Pitchers and buckets of bottles often are sold (where legal) on game day; be sure to promote them effectively when sports teams are on a break, as well. Beyond the usual standbys are unique systems that merchandise brews, such as table taps. Westwood Tavern in Schaumburg, Ill., features table taps at six of its booths. The two-handle taps record how many ounces are dispensed and are popular no matter what’s on the tavern’s multiple big screens.

Who needs pitchers when you can have a towering beer tube at your table? Meant for parties of four or more, beer tubes — test tubes large enough to hold at least 100 ounces, come with their own tap and stand in a plastic base — also are popular at Champion Billiards Sports Café. sells versions of the tubes with various sports-themed bases, including football helmets, baseballs and hockey masks.

Hit a Home Run With Theme Nights

When you’re a sports bar in a town like Boston, competition is stiff. The Greatest Bar has established itself as more than just a sports destination, and Thomson often uses beer to bring in crowds.

“We’ll do themed nights and reach out to a beer company to sponsor the event,” Thomson says. “Wednesday nights are country [nights], and on Thursdays we’ll have a live band and karaoke. [The beer companies] might do signage or run a special. We ran an ’80s-themed night that [Rhode Island-based] Narragansett Beer sponsored. They’re very good to work with on promotions.”

It may sound a bit cliché, but there’s nothing wrong with marketing to a specific demographic. Champion Billiards Sports Café runs a Ladies’ Night every Thursday, featuring deals on wines, spirits and import beer for women and $2 Miller Lite bottles for everyone. As we all know, where women are drinking, guys soon will follow.

Spread the Word

Social media offers limitless opportunities to spread the news about everything from beer specials and promotions to tastings and contests.

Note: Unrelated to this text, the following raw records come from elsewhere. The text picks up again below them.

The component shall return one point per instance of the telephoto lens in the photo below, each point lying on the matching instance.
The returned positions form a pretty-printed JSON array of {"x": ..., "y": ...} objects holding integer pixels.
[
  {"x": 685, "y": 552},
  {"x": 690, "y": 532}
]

“We want to get our promotions in the minds of the customers, so we’ll tweet about it beforehand, post it on Facebook and put it on our Website,” Thomson says.

In this digital age, it’s critical to take full advantage of these simple and efficient marketing tools when putting your brews to work for you in drawing a crowd.

The Dog Days of Summer

For a sports bar, the summer season can be long and dry. Don’t suffer through a drought!

“We have a great relationship with Anheuser-Busch,” Schultz remarks. “During the summer months, on Fridays we partner up with a local radio station on our giant rooftop patio. [Anheuser-Busch] is there as a sponsor, and the radio station brings a band. It always draws a huge crowd.”

Beer always comes through in the clutch. There are ample ways to pump up your sales when the game buzzer goes off. Don’t be held hostage by the sports lineup — be proactive every day and watch your profits soar. NCB

Pay it Forward: Charity Events

Charity events are always popular, especially when they have a beer/sports connection. Consider working with a beer vendor and hosting a public charity event on an off night.

“Sometimes we’ll host a charity event and the beer companies might donate beer, promote it with giveaways or raffle off tickets to games,” says Kelly Thomson, marketing manager at The Greatest Bar in Boston. “We get a lot of people contacting our events manager to hold charity events at our venue. We did a fund-raiser last summer to kick off our Country Night and to raise money for the Nashville flood victims. I thought it would go hand-in-hand: We were kicking off our Country Night, Nashville is the capital of country music and it would be a great way to support those affected by the floods. We teamed up with Corona on this fund-raiser, and the proceeds we raised at the door went to the American Red Cross.”

Gary Allen, owner and operator of Champion Billiards Sports Café in Frederick, Md., says charity events are a great way to give back and bring in a crowd. Look for local charities or causes to sponsor or work with a national program.